We can make sure the probability of DA is well calibrated, and look at the regions that are identified as differentially accessible:
plt.scatter(da_res22.effect_size, da_res22.prob_da, s=1)
plt.xlabel("effect size")
plt.ylabel("probability of DA")
plt.show()
da_res22.loc[da_res22.is_da_fdr].sort_values("prob_da", ascending=False).head(10)
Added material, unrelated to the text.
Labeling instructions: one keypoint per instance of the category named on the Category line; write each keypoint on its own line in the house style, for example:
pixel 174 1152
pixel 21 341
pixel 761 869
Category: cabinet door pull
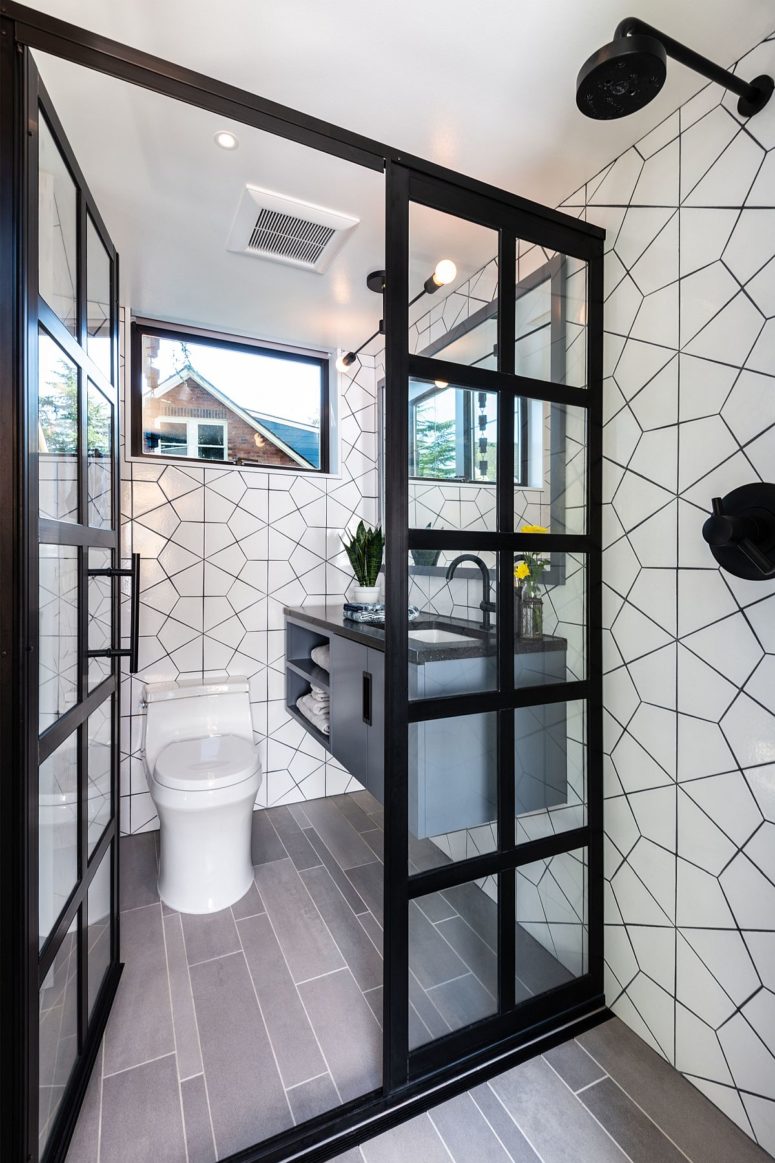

| prob_da | is_da_fdr | bayes_factor | effect_size | emp_effect | est_prob1 | est_prob2 | emp_prob1 | emp_prob2 | |
|---|---|---|---|---|---|---|---|---|---|
| chr12:92566079-92567078 | 1.0 | True | 18.420681 | -0.834624 | -0.433824 | 0.864028 | 0.029404 | 0.448352 | 0.014528 |
| chr6:150943842-150944960 | 1.0 | True | 18.420681 | -0.863446 | -0.508288 | 0.936082 | 0.072636 | 0.549451 | 0.041162 |
| chr6:91085122-91086213 | 1.0 | True | 18.420681 | -0.820112 | -0.472863 | 0.890324 | 0.070212 | 0.512088 | 0.039225 |
| chr10:35667588-35668789 | 1.0 | True | 18.420681 | -0.546625 | -0.260812 | 0.604062 | 0.057437 | 0.290110 | 0.029298 |
| chr3:122294823-122297353 | 1.0 | True | 18.420681 | -0.733786 | -0.417974 | 0.868624 | 0.134839 | 0.492308 | 0.074334 |
| chr10:126289468-126291985 | 1.0 | True | 18.420681 | -0.896548 | -0.485640 | 0.934311 | 0.037763 | 0.505495 | 0.019855 |
| chr17:37950320-37951202 | 1.0 | True | 18.420681 | -0.488380 | -0.224697 | 0.559338 | 0.070958 | 0.257143 | 0.032446 |
| chr8:28195531-28197587 | 1.0 | True | 18.420681 | -0.850861 | -0.541814 | 0.939959 | 0.089098 | 0.591209 | 0.049395 |
| chr4:115519248-115520882 | 1.0 | True | 18.420681 | -0.755023 | -0.380611 | 0.790196 | 0.035173 | 0.397802 | 0.017191 |
| chr15:79048532-79050206 | 1.0 | True | 18.420681 | -0.655174 | -0.341050 | 0.691689 | 0.036515 | 0.358242 | 0.017191 |
We can now examine these regions to understand what is happening in the data, using various different annotation and enrichment methods. For instance, chr11:60222766-60223569, one of the regions preferentially accessible in cluster 0, is the promoter region of MS4A1, also known as CD20, a known B-cell surface marker, indicating that cluster 0 are probably B-cells.